Federal Bank Regulator Reprimands Illinois: New Interchange Law Is “Misguided” and “Unlawful”

Oct 7, 2024

OCC in amicus brief says IL measure is “ill-conceived, highly unusual, and largely unworkable,” “threatens to fragment and disrupt” America’s banking system

Last week, the Office of the Comptroller of the Currency (OCC) became the latest party to raise concerns in a lawsuit against the Illinois Interchange Fee Prohibition Act (IFPA). In a rare amicus brief, the OCC urged the U.S. District Court for the Northern District of Illinois to invalidate the law, arguing the measure threatens the stability, uniformity, and efficiency of America’s banking system.

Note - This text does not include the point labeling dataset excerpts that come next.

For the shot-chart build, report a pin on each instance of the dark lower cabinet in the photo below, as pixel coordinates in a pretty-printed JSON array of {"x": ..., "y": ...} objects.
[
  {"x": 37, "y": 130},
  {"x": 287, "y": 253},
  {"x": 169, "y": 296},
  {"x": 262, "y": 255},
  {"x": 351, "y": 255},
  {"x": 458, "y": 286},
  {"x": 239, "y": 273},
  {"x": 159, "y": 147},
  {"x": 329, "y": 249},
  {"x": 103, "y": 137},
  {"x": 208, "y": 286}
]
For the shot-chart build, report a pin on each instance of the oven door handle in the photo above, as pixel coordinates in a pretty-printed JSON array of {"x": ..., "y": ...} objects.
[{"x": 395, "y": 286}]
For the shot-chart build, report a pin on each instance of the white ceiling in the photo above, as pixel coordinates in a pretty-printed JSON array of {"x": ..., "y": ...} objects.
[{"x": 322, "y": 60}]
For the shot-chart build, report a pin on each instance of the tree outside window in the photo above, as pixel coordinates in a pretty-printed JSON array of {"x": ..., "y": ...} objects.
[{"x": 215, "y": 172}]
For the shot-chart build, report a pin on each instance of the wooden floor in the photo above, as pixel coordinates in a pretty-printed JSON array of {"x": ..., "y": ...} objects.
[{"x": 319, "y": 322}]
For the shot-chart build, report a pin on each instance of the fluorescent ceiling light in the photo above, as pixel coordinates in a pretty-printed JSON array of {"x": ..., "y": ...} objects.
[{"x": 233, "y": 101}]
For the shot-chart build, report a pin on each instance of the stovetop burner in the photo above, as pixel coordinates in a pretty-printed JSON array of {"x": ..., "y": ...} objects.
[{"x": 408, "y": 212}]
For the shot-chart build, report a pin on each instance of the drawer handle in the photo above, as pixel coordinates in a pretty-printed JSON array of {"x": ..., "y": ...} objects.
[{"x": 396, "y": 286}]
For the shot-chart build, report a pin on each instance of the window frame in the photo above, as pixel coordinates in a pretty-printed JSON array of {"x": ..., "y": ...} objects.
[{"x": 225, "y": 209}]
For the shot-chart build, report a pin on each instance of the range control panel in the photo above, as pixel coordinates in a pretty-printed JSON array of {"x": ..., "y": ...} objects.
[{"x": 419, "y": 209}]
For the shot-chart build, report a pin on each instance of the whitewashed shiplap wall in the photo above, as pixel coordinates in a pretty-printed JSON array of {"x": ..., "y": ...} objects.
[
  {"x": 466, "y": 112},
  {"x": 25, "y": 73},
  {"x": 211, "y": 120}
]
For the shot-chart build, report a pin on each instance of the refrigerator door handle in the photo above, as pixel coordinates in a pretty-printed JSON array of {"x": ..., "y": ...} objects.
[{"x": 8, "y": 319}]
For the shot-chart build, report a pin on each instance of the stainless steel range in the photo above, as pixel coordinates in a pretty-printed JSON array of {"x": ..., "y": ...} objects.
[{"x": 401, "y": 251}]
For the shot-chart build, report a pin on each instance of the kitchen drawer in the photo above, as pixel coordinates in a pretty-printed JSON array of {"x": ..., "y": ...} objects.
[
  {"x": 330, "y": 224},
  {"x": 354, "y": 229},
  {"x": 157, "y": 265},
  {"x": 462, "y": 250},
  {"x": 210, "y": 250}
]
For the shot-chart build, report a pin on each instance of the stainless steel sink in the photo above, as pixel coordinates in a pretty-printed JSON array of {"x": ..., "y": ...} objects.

As the agency responsible for overseeing the business of banking and upholding National Bank Act, which serves as the cornerstone of our financial system, the OCC wrote:

“The Illinois Interchange Fee Prohibition Act, H.B. 4951, Section 150 (“IFPA”) is an ill-conceived, highly unusual, and largely unworkable state law that threatens to fragment and disrupt this efficient and effective system. Although the IFPA’s requirements are vague and ambiguous in many respects, this much is clear: the IFPA prevents or significantly interferes with federally-authorized banking powers that are fundamental to safe and sound banking and disrupts core functionalities that drive the Nation’s economy. In short, the IFPA constitutes both bad policy and an unlawful interference with federally granted powers.”

The OCC went on:

“The national bank powers infringed upon by the IFPA are of fundamental importance to maintaining a safe and sound banking system. […] Interchange fees play a vital role in enabling banks to protect against fraud, cover the costs of transaction processing, and provide other valuable consumer services. If the interchange fee prohibition provision in the IFPA is not invalidated, it will erode this essential infrastructure, leaving national banks with extraordinary operational burdens that likely will be passed on to consumers in the form of higher fees, reduced services, and weakened fraud protection.”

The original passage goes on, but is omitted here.